Auch wenn das Thema Männlichkeit nicht explizit verhandelt wird, schwingt es mit. Und es bedient sich gesellschaftlich habitualisierter Sehgewohnheiten, wenn in der zweiten Stückhälfte die kurze Hose gegen eine Jeans eingetauscht wird und der Oberkörper frei bleibt. Einmal mehr sehen heranwachsende Kinder halbbekleidete, durchtrainierte Männerkörper, die sich gekonnt bewegen und kraftvoll springen können. Humorvoll und akrobatisch werden weiße Sixpacks in Szene gesetzt. Die wenigsten der Kids im Saal sehen wahrscheinlich so aus oder werden so aussehen, wenn sie älter sind. Bleibt zu hoffen, dass ihnen in anderen Kontexten auch andere Körper und Ideale gezeigt werden. Die unterhaltsamen Szenen und Tricks hätten wahrscheinlich auch gut mit Oberbekleidung funktioniert und die nackten Beine zu Beginn waren weitaus weniger klischeebesetzt.
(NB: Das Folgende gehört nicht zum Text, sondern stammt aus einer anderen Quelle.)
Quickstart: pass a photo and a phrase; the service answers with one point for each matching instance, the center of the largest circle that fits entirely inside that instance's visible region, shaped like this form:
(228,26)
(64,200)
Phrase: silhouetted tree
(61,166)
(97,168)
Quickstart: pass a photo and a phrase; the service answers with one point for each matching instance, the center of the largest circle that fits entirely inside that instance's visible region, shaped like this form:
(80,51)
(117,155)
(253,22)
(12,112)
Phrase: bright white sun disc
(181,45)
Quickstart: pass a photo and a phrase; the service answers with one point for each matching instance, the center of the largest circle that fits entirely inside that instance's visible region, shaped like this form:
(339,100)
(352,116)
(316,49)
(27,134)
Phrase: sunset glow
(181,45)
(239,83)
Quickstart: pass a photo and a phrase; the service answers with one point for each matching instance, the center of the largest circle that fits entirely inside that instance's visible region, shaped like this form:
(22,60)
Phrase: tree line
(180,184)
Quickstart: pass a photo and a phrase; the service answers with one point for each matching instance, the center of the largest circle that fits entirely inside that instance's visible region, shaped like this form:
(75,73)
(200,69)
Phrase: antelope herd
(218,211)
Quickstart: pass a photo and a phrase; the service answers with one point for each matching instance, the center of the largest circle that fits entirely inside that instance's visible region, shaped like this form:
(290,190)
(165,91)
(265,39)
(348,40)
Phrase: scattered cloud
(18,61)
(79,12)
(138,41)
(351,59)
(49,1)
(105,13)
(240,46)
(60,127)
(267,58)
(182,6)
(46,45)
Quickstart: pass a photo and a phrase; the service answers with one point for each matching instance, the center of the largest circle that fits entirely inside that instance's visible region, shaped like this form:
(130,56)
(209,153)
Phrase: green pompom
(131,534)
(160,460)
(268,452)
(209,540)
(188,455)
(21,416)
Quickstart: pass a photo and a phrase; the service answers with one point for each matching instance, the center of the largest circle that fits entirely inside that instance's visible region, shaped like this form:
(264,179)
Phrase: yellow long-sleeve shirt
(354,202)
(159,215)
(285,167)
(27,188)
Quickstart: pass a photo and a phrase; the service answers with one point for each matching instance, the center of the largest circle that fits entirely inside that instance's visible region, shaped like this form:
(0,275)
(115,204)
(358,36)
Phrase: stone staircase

Aber auch das Bewegungsvokabular selbst kommt aus diesen stereotypen Männlichkeitsbildern nicht heraus. Es sind von Beginn an ausladende Gesten muskulöser Körper, die immer wieder im Wettbewerb miteinander stehen, und viele beeindruckend hohe Sprünge, die Kraft demonstrieren. Das sind typische Bewegungsmuster dominanter Männlichkeit, wie sie tanzgeschichtlich und kulturell in den Körper und die Kunst Eingang gefunden haben. Es werden in diesem Sinne Geschlechterrollen auf der Bühne reproduziert, die wir aus einer patriarchalen Gesellschaft nur allzu gut kennen. Selbst ein Contact Impro-Duett zwischen Vater und Sohn lässt kaum weiche und liebevolle Bewegungen oder gar Berührungen zu, sondern ist geprägt vom technischen und sportlichen Körperkontakt.

Auch wenn sich die beiden gegen Ende wie zwei Wölfe anknurren oder wie Gorillamännchen auf die Brust schlagen – offensichtliche Karikaturen animalischer Dominanz – bleibt das Stück in eben dieser Sphäre. Nahtlos und ohne jeden Bruch fügen sich diese sicherlich ironisch gemeinten Übertreibungen in den bunten Kosmos aus Kraft und Testosteron. Dabei sind doch heranwachsende junge Männer und erfahrene Väter so viel mehr als das. Wo bleiben die Facetten von Unsicherheit, Traurigkeit oder Schmerz, die nicht weggelacht werden müssen?


„Pink Unicorns“ von La Macana ist dieses Wochenende, am 28. und 29. September 2021, jeweils um 19.00 Uhr im HAU1 im Rahmen von PURPLE – Internationales Festival für junges Publikum zu sehen.